# Diving with a back plate



## Joebm83 (Apr 28, 2008)

I have been spearfishing about 2 years now and have been using a Tusa Platina BC for the last year or so. I have heard good things about the back plates for spearfishing, any one have some input or reviews on them? I don't have any complaints with my current BC except it is a little to big for me. I plan to sell it and get one that fits better so I am thinking about moving up to the back plate. My Tusa BC is in great condition and has been cleaned extensively after every trip. It is an Large/Ex-large asking $150 if anyone is interested.


----------



## JSeaWach (Oct 29, 2007)

Simplicity and Adaptability are key reasons I now dive my backplate & harness setup exclusively...I no longer even own a traditional BC...I used to use a BC setup for Rec diving, keeping my backplate/harness setup for Tech usewith doubles; what a waste of time and money, not to mention the seamless transition I now enjoy having all my stuff in the same place whether diving a single or double rig. Only downside is the same old back inflation vs. surround inflation debate; when teaching/talking on the surface, the back inflate is a pain in the butt.


----------



## spearfisher (Oct 3, 2007)

+1 for the back plate wing and harness. You will not be disappointed. Look into a donut wing as opposed to a horseshoe wing. Donut wings are circular and do not trap air like the horseshoe wings can. It's really not a huge problem. I've dove with both for the last 10 years and learned to deal with the horse shoe wing, but after getting my new Hollis 25lb wing, I'll never go back.


----------



## theangrydolphin (Oct 2, 2007)

Yep, I got a Halcyon 35# wing while in Okinawa and had the Rec Wing before that.
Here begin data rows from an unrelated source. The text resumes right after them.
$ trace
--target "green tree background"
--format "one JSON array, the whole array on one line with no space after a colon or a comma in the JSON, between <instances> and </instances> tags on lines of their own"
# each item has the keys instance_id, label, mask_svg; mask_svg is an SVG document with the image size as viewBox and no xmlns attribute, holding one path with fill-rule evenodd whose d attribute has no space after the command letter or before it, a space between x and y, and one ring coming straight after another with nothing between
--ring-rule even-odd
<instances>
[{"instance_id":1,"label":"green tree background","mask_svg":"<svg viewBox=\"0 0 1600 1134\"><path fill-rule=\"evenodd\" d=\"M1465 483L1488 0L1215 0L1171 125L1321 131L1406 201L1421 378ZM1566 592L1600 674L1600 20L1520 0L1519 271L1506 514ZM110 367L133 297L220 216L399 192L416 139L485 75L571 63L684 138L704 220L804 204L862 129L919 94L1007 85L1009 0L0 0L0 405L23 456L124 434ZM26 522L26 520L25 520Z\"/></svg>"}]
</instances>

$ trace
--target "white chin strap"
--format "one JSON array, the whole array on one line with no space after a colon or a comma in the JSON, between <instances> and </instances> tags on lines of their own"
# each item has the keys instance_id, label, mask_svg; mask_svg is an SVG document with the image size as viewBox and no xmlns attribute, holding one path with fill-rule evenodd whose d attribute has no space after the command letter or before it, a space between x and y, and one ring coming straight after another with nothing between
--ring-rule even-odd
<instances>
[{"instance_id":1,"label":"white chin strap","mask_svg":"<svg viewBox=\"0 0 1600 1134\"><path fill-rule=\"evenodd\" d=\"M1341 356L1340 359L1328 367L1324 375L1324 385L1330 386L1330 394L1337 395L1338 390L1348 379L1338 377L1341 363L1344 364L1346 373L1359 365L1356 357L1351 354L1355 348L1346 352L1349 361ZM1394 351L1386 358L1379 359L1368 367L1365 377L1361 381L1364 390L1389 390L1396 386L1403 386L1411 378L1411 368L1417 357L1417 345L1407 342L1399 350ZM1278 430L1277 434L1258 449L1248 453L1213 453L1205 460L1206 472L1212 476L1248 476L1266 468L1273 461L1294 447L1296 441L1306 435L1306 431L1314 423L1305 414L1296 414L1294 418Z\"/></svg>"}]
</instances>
I recommend the donut for sure and MBT has a really good one. The Hollis is the way to go. i only got the Halcyon because I was half the world away and those things were selling so fast I couldn't get one to replace the Rec Wing I popped on a coral reef.


----------



## FelixH (Sep 28, 2007)

I switched to a bp/w last summer, and I Never want to go back to a vest-styled BC. I have a Hollis rig, with the 38lb. donut wing... Love it!


----------



## Fishindaddy (Jul 13, 2008)

I switched to the back plate, harness and wing about a year ago and love it. The adaptability was what won me over.


----------